アリゾナ州のケイティ・ホッブス知事は3日、州レベルのビットコイン(BTC)準備金設立を目指す法案(SB 1025)に拒否権を発動した。
この法案は州下院で31対25の票決を経て可決され、米国内で進展を見せた取り組みの一つであった。
知事、リスクを懸念
ホッブス知事は声明で、州政府は暗号資産(仮想通貨)といった「未検証の投資」を公的資産管理に含めるべきではないと述べた。
特に、ビットコインの激しい価格変動や規制の明確性の欠如により、退職年金資産などの公的資金が危険にさらされる恐れがあると指摘している。
さらに、知事は拒否権行使の理由として障害者支援資金に関する未解決の論争を挙げた。
また、超党派の合意に至らない法案には署名しない姿勢を示している。 ホッブス知事は、財政的リスクがあると判断される法案を阻止する傾向にあり、2025年だけで既に75件の拒否権発動が確認され、2024年の合計を上回っている。
法案の内容と背景
SB 1025は「アリゾナ戦略的ビットコイン準備金法」と称され、州財務長官と公的年金制度に対し、管理資金の最大10%をビットコインおよび他の仮想通貨に投資する権限を認めるものであった。
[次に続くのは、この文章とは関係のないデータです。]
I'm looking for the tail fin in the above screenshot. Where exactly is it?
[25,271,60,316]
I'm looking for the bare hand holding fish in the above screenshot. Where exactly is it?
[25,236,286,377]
この法案が成立すれば、アリゾナ州は米国で初めてビットコインを公式な準備金に組み入れることとなるはずである。
本法案は、没収資産や州資金を活用し、デジタル資産準備金の構築を特定の監督体制下で提案している。
また、州財政における仮想通貨導入を目指す広範な立法努力の一環として提出された。
関連法案と全米の動向
州の緊急時基金の最大10%を仮想通貨に投資することを認めるSB 1373という関連法案が存在するが、修正案が未解決なため現在は保留中である。
全米では、2025年に20以上の州で同様の仮想通貨準備金法案が議論される見通しだが、現時点で成立例は見受けられない。
今回の拒否権発動は、デジタル資産を公的金融システムに統合する動きに対し、仮想通貨推進派と政策立案者との間で緊張が高まっている現状を浮き彫りにした。
今後、仮想通貨の長期保有の観点から、州準備金への組み入れ議論が再燃する可能性がある。